This was my first big embroidery project. It’s from a few years ago, but I just realized I’d never shared it here.

Before this I embellished some pockets on a few pairs of jeans and I made a pouch for my brother that I embroidered last year, but this is the most elaborate project I’ve done.

Whenever I wanted to use something other than a straight stitch or satin stitch, I had to get out this 1970’s embroidery guide that was my mom’s and stare at the thing for 30 minutes before I figured out what the stupid drawings meant.

I intentionally didn’t keep track of my hours, because I didn’t want to know. But let’s just say I went through a whole season of Gilmore Girls DVDs (maybe a season and a half) while working on it, plus many, many hours on top of that. I started in November and finished in (eep!) July.

I probably started in September or October, intending it as a Xmas gift for my mom, but after 7 straight hours of embroidering on Xmas Eve, and many hours of work still needing to be done, I realized that wasn’t going to happen. There wasn’t much embroidery from January through the middle of July, but I busted my butt in the end because I wanted to finish it for my mom’s b-day, which is at the end of July.

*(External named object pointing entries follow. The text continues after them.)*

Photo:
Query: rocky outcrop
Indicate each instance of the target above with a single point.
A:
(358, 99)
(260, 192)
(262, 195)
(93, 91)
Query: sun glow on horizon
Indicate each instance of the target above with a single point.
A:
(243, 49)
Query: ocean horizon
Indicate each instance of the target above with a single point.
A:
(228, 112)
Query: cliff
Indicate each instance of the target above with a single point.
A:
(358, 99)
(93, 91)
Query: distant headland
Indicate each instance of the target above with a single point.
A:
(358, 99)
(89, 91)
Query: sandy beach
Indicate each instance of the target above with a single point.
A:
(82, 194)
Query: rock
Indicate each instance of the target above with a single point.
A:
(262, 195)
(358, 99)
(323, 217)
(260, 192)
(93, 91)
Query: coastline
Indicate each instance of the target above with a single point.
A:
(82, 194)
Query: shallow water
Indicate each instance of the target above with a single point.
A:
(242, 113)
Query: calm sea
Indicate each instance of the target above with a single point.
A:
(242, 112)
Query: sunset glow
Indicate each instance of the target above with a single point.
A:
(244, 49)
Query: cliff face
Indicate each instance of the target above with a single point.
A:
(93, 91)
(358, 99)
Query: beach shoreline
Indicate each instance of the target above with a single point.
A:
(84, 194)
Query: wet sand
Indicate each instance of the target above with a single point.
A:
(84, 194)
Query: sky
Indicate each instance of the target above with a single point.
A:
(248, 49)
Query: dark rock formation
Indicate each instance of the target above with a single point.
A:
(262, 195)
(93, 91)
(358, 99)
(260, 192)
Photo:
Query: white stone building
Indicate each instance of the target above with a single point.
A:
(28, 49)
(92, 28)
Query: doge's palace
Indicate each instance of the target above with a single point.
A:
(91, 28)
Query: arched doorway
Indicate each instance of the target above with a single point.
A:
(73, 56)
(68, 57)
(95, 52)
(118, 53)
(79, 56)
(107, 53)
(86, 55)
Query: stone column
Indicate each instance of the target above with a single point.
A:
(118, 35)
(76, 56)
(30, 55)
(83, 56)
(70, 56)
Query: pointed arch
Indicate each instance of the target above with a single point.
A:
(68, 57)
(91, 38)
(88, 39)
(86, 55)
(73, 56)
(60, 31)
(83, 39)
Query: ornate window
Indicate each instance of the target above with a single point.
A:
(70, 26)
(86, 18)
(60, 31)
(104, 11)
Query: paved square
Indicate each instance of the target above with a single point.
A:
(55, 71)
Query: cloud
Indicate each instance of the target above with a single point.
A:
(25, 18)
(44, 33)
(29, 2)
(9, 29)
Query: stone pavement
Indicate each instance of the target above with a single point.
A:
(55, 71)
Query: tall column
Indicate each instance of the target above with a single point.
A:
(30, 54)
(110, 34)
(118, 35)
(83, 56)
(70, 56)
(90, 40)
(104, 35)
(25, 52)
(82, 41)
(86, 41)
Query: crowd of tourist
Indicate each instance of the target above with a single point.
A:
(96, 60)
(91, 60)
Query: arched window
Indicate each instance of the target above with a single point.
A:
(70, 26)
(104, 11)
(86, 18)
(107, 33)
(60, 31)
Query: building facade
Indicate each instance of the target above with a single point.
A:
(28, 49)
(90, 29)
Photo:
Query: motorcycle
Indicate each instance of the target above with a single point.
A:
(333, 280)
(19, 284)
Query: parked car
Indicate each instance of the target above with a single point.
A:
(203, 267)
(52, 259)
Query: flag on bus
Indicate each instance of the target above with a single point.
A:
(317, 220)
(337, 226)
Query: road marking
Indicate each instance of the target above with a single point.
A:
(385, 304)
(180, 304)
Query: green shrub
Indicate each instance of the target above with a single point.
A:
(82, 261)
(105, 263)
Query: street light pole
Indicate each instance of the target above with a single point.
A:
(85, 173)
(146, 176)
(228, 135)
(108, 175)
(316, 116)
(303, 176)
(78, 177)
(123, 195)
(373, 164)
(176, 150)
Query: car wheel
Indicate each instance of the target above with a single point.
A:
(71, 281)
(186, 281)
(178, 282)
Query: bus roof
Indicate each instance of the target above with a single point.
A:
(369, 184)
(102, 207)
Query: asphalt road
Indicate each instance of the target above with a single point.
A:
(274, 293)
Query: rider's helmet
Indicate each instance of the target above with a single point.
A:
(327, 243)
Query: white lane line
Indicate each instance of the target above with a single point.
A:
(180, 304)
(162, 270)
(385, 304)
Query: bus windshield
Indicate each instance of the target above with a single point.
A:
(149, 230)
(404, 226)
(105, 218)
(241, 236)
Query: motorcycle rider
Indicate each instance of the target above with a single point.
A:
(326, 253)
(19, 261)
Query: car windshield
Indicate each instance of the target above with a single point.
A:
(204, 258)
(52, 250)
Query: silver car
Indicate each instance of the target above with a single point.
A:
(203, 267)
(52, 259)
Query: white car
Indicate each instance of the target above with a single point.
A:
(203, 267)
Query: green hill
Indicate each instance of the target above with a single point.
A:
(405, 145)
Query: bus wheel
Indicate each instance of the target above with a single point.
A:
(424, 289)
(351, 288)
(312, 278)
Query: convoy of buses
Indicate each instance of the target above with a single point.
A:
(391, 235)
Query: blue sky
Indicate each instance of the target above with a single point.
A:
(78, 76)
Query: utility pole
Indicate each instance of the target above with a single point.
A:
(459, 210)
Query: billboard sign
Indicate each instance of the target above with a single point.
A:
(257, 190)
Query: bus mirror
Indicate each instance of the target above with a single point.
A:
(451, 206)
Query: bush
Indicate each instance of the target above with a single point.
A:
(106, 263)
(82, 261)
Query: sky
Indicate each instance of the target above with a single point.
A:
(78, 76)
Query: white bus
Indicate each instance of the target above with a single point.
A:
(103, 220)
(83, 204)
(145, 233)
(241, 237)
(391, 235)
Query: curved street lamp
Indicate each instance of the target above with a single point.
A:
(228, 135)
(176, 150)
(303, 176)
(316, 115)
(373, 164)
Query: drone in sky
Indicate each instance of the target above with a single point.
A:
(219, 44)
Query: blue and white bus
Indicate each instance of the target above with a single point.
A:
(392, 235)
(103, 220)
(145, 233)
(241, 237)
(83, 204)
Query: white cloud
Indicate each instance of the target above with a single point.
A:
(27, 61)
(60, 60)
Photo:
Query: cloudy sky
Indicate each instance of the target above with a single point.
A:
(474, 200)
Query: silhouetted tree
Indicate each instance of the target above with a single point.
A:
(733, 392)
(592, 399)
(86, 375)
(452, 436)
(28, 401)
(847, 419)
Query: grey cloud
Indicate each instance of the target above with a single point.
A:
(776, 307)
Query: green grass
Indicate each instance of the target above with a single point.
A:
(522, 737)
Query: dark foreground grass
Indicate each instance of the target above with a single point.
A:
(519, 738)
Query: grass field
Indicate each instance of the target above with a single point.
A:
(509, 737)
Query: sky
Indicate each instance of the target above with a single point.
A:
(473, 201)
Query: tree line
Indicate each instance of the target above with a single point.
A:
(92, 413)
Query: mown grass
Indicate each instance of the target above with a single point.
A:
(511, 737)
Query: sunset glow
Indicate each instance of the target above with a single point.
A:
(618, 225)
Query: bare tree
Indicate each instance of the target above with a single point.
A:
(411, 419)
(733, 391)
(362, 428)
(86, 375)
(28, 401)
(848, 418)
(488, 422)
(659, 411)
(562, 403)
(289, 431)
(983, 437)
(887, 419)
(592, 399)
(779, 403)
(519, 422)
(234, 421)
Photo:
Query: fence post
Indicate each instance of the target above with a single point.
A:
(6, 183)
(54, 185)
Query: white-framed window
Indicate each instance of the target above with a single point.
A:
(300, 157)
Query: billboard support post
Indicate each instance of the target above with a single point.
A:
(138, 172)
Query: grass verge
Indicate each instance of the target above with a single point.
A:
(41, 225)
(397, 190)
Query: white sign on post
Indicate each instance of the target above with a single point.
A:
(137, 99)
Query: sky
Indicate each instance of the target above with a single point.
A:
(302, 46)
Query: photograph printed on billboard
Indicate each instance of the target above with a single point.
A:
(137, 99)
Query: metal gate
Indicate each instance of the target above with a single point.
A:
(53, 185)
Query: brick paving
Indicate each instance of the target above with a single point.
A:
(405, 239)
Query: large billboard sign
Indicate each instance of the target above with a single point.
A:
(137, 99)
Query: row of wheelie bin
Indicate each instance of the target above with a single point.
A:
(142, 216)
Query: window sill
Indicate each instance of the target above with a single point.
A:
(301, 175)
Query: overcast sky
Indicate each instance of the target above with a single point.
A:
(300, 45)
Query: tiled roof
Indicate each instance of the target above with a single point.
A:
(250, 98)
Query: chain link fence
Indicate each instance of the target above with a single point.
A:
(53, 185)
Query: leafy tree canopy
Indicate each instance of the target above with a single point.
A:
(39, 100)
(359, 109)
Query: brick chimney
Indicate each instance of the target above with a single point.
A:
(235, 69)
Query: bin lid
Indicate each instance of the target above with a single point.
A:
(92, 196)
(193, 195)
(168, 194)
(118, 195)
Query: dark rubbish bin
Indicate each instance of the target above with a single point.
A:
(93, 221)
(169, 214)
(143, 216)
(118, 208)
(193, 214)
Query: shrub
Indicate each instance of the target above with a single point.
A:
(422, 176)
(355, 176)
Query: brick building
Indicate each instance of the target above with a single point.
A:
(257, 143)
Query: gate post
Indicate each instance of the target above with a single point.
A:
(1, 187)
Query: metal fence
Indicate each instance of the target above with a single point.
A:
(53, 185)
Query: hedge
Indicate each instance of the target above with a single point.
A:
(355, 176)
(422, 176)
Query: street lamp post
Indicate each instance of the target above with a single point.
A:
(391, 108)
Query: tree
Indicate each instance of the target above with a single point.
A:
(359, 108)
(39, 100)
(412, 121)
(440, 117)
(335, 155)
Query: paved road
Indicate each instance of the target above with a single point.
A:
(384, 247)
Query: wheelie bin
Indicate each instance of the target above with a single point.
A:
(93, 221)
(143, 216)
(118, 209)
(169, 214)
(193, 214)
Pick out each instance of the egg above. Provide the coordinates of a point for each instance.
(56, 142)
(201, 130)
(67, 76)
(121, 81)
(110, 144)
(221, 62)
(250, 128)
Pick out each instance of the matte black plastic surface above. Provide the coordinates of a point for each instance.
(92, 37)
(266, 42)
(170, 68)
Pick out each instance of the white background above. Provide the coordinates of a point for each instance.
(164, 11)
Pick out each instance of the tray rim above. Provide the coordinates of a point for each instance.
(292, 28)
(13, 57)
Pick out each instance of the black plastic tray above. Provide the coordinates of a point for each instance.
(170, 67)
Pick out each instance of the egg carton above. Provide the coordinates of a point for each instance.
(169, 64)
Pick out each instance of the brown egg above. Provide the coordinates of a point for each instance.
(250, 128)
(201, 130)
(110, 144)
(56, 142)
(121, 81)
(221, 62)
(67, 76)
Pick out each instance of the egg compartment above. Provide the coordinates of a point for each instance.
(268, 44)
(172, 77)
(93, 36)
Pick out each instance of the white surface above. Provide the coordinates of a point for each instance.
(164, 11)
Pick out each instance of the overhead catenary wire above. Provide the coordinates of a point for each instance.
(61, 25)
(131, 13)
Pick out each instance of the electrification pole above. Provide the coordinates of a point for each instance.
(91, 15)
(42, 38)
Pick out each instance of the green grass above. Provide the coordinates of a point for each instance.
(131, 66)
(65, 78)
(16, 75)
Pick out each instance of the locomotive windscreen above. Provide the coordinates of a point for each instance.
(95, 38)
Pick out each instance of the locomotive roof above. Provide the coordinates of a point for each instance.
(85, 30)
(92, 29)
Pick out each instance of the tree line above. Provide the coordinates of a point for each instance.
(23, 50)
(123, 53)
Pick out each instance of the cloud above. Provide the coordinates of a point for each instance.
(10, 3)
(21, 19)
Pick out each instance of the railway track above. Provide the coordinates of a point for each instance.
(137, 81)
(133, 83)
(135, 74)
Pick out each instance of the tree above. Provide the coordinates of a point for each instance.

This is what I used as my (quite literal) inspiration:

Seven Crow Princes

It’s from The Golden Book of Fairy Tales, a book my mom had when she was a kid and passed down to me.  She says she likes this particular illustration the most (though all of them in the book are really amazing.  I’d frame them all.) because the girl looks like me (it doesn’t).  For a while, she even had a crappy scanned and printed copy on the wall, which is what gave me the idea to do this in the first place.  The artist’s name is Adrienne Segur and the illustration goes with the store “The Seven Crow Princes”.

Before framing

 

Close up

 

Framed

I did it on muslin… if I did it over again, I’d use something sturdier like canvas. Muslin would have been okay if it wasn’t quite so heavily stitched.
It’s about 11″ X 17″, which is pretty close to the illustration in the book.
Once the embroidery was done, I used colored pencils to paint/color the blank spots that were too big to fill in with stitches.

Before coloring

I have a new embroidery project I want to start, so I’ll be making a more in depth tutorial for making your own embroidery patterns in the near future, but what I did for this one was this: I scanned the artwork from the book, changed it to black and white in Photoshop, and then messed around with the contrast and other settings until I got most of the main details in nice black lines. I printed that out and transferred it to my fabric with disappearing fabric pen.

I kept a full color version of the illustration on hand while I was shopping for embroidery floss and while embroidering.

Crows

 

Dwarf dude

7 thoughts on “Fairytale Embroidery

  1. This is mind-blowingly gorgeous, Lex! WOW! Seriously, I’m impressed. I can’t embroider to save my life and especially not anything this detailed.

    1. I think these were specifically called “watercolor pencils”, but they weren’t anything fancier than that! If you had a nice flat, hard surface, I think regular colored pencils would work just as well.